Ultimately, adverse effects are clinically diagnosed by the signs and symptoms that appear, while adverse reactions are better understood with lab tests and clinical investigations.
Summing all this up, an adverse drug effect can be defined as an unpleasant reaction that arises as a result of medicinal use that warrants hazards in case of any future administration. Such can be sorted out either by tapering the dose of the regimen or withdrawal of the drug.

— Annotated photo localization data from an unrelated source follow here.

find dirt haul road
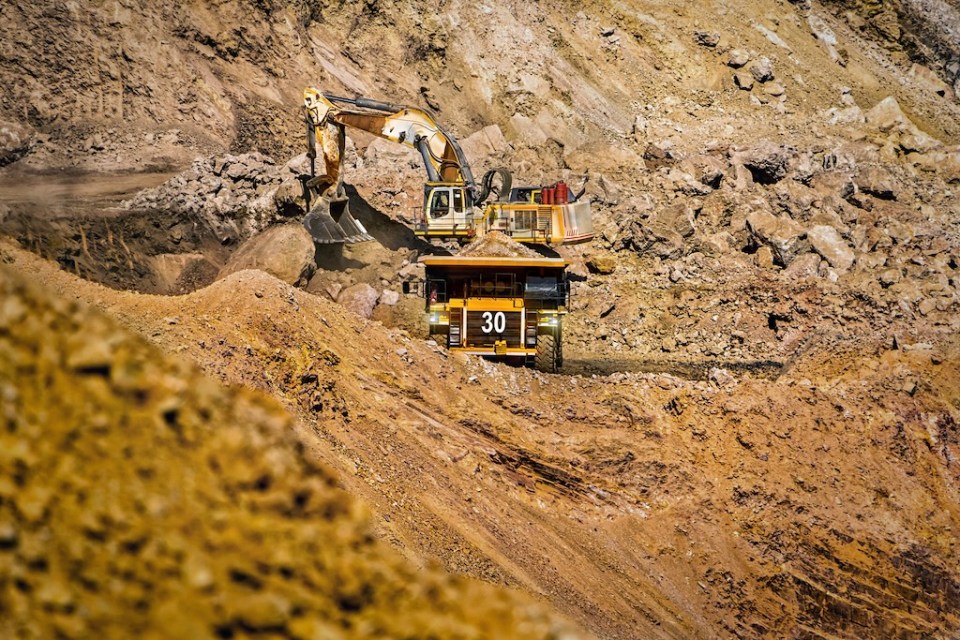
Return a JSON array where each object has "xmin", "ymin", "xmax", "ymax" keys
[{"xmin": 5, "ymin": 240, "xmax": 959, "ymax": 639}]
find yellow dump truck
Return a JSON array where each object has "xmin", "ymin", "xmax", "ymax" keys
[{"xmin": 411, "ymin": 255, "xmax": 569, "ymax": 372}]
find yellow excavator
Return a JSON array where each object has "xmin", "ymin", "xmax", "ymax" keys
[{"xmin": 300, "ymin": 88, "xmax": 593, "ymax": 246}]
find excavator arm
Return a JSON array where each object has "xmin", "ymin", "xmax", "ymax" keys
[
  {"xmin": 304, "ymin": 88, "xmax": 479, "ymax": 198},
  {"xmin": 301, "ymin": 88, "xmax": 513, "ymax": 244}
]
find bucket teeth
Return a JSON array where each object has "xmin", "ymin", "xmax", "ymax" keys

Types of Adverse Drug Effects Explained

There are around six types of adverse drug effects that basically define the reason behind the unwanted results arising from a drug type.
  1. Dose-Related (Augmented):
    It shows an augmentation with the pharmacological action of the drug that directly depends on the dose administered.  Warfarin is a blood thinner. It can cause excessive bleeding when the dose isn’t monitored well.
  2. Non-Dose-Related (Bizarre):
    Such reactions are also called idiosyncratic reactions that are just abnormal reactions to food and drugs. Certain antibiotics like penicillin can cause allergic reactions.
  3. Dose-Related and Time-Related (Chronic):
    It happens due to the long-term use of the drug. Chronic use of analgesics like acetaminophen can cause cirrhosis of the liver.
  4. Time-Related (Delayed):
    As the name says, drug effects happen lately after the use of the drug. Mainly lInked with teratogenicity and carcinogenicity. Pregnant females using phenytoin have babies with fetal hydantoin syndrome.
  5. Withdrawal (End of use):
    Such effects arise when a drug is withdrawn abruptly. Like beta-blockers can cause hypotension on withdrawal.
  6. Failure of Therapy (Failure):
    If a particular drug is not offering the required pharmacological benefit, it may end up with an adverse drug effect. Some anxiolytics present a good picture of such adverse drug effects

Clinical Presentation

There can be a lot of clinical presentations that can anyhow coincide with the presentations of several diseases. To suspect reasonably and to rule out the medicinal cause, a clinician is required to take a thorough history.
Here you go with a list of signs and symptoms that occur as a result of an adverse effect to a drug:
  • functional deterioration
  • changes in mental status
  • failure to thrive
  • loss of appetite
  • confusion
  • depression.
  • Itching
  • rash
  • upper or lower airway edema with difficulty in breathing 
  • hypotension
  • malignant hypothermia 
  • anaphylaxis
  • and more

Treatment

Once the physician has discovered the nuisance behind the symptoms, the foremost steps are considered according to the patients’ type. Either the physician may modify the dose of the drug or discontinue it.
This is later followed by switching a medicinal drug to another type while asking the patient to be on follow-up. Rarely do practitioners focus on eliminating the drug causing adverse effects out of the body to manage an emergency situation.

Final Verdict

Adverse drug effects have always been a challenge to the health care industry, often giving rise to morbidity and mortality if not handled with care. Prevention, therefore, becomes a necessity and requires a therapeutic plan to be executed for susceptible patients.